Competition Bureau Canada

Competition Bureau Canada

August 27, 2009 17:25 ET

Competition Bureau Approves Deal to Inject More Competition Into Southern Ontario Gas Market

OTTAWA, ONTARIO--(Marketwire - Aug. 27, 2009) - The Competition Bureau announced today that Ultramar Ltd. has been approved as the acquirer of terminal storage and distribution capacity required to be provided by Suncor Energy Inc., as part of a remedy addressing competition concerns raised by the Bureau over the merger of Suncor and Petro-Canada.

Ultramar will acquire the capacity under the terms of a consent agreement between the Competition Bureau and Suncor and Petro-Canada (http://www.competitionbureau.gc.ca/eic/site/cb-bc.nsf/eng/03103.html) signed in July 2009. The Bureau required Suncor to supply 1.1 billion litres of terminal and distribution capacity for refined petroleum products in the Greater Toronto Area for a period of 10 years.
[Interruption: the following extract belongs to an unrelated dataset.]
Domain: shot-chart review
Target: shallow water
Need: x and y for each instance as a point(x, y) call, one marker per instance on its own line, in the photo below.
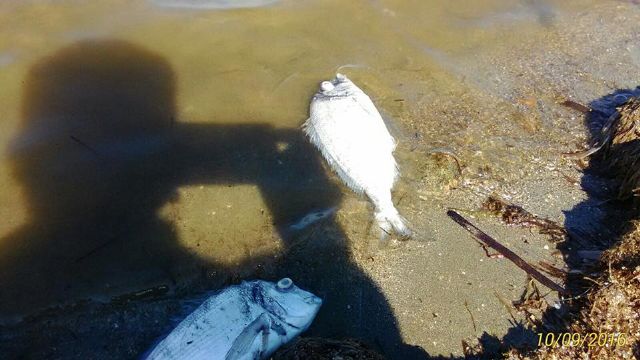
point(157, 142)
Suncor has now entered into terminalling agreements with Ultramar for all of that capacity for the full 10-year period.

"The acquisition of terminal storage and distribution capacity by Ultramar is an important milestone," said Melanie Aitken, Commissioner of Competition. "We believe that this agreement will be an effective remedy to the substantial lessening of competition that the Bureau concluded was likely in the market for wholesale gasoline in Southern Ontario and the GTA."

By acquiring long-term access to significant volumes of storage and distribution capacity in the GTA, Ultramar will have the ability to expand its presence in the wholesale market and compete to supply gasoline to independent marketers in Southern Ontario. Previous agreements between Suncor and Ultramar for terminal and distribution capacity in the GTA had expired or were about to expire, and were for less capacity than was required to be made available under the consent agreement. Ultramar, a subsidiary of Valero Energy Corporation, is a significant refiner in the province of Quebec, and a wholesale marketer of refined petroleum products.

In addition to the obligations concerning terminal storage and distribution capacity, the Consent Agreement requires Suncor to divest 104 retail gas stations in markets in southern Ontario in which the Bureau concluded that the merger would have potentially lessened competition substantially. The sale process for these retail gas stations is ongoing.

The Competition Bureau is an independent law enforcement agency that contributes to the prosperity of Canadians by protecting and promoting competitive markets and enabling informed consumer choice.